II. EXERCISE OF WARRANT
2.1. Exercise Period. On the terms and subject to the conditions contained
herein, the Warrantholder may exercise this Warrant on any Business Day starting
on [____________], 2002 and ending at 5:00 p.m., Eastern Standard Time, on
[____________], 2007 (the "Exercise Period"), for all or any part of the Warrant
Shares.
2.2. Exercise Procedure. To exercise this Warrant, the Warrantholder shall
deliver to the Company at its principal executive offices: (a) payment of the
aggregate Exercise Price in the manner provided in Section 2.3 (as computed by
multiplying (A) the Exercise Price by (B) the number of shares of Common Stock
for which the Warrantholder is exercising this Warrant at such time); (b) a
completed and properly executed Notice of Exercise in substantially the form
attached hereto as Annex I; and (c) this Warrant. Upon receipt of the aggregate
Exercise Price and the required deliverables pursuant to the preceding sentence,
the Company shall, within three (3) Business Days thereafter, subject to receipt
of any required regulatory approvals (including expiration of any required
waiting period), deliver to the Warrantholder duly executed certificate(s)

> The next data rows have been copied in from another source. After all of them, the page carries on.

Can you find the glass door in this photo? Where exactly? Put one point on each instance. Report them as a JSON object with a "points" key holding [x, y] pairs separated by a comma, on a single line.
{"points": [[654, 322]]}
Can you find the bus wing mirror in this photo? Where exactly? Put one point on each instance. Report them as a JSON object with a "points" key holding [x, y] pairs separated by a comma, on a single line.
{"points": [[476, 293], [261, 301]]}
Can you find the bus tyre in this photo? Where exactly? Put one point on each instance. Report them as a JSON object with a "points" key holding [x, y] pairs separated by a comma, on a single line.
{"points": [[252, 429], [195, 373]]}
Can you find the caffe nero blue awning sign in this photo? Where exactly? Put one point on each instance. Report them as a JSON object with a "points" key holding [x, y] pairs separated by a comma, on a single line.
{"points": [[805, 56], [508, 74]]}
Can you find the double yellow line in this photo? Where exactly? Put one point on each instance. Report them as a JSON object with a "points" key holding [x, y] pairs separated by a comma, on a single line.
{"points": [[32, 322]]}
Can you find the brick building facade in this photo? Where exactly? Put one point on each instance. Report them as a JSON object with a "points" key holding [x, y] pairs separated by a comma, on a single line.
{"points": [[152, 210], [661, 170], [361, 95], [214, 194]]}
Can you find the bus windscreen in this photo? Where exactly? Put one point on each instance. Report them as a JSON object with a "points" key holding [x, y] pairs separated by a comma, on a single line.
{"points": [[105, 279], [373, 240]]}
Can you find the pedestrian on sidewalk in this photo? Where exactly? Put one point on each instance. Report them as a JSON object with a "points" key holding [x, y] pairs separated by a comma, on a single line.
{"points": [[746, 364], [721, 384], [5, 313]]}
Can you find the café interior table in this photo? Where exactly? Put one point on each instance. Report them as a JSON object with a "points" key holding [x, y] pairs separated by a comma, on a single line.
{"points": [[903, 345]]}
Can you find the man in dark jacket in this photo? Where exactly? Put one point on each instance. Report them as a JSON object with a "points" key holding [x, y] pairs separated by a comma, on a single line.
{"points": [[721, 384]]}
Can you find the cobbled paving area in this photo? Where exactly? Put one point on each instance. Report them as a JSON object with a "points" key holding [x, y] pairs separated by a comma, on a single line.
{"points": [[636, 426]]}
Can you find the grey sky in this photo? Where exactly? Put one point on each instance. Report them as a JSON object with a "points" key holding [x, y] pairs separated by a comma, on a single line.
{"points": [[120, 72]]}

representing the aggregate number of shares of Common Stock issuable upon such
exercise, together with cash in lieu of any fraction of a Warrant Share as
provided in Section 2.6. Such stock certificate(s) shall be in such
denominations and registered in the name(s) as the Warrantholder shall request
in the Notice of Exercise. If this Warrant shall have been exercised in part,
the Company shall deliver to the Warrantholder a new warrant evidencing the
rights of the Warrantholder to purchase the remaining Warrant Shares issuable
(which shall in all other respects be identical to this Warrant). All shares of
Common Stock issuable upon the exercise of this Warrant pursuant to the terms
hereof shall be validly issued, fully paid and nonassessable and without any
preemptive rights.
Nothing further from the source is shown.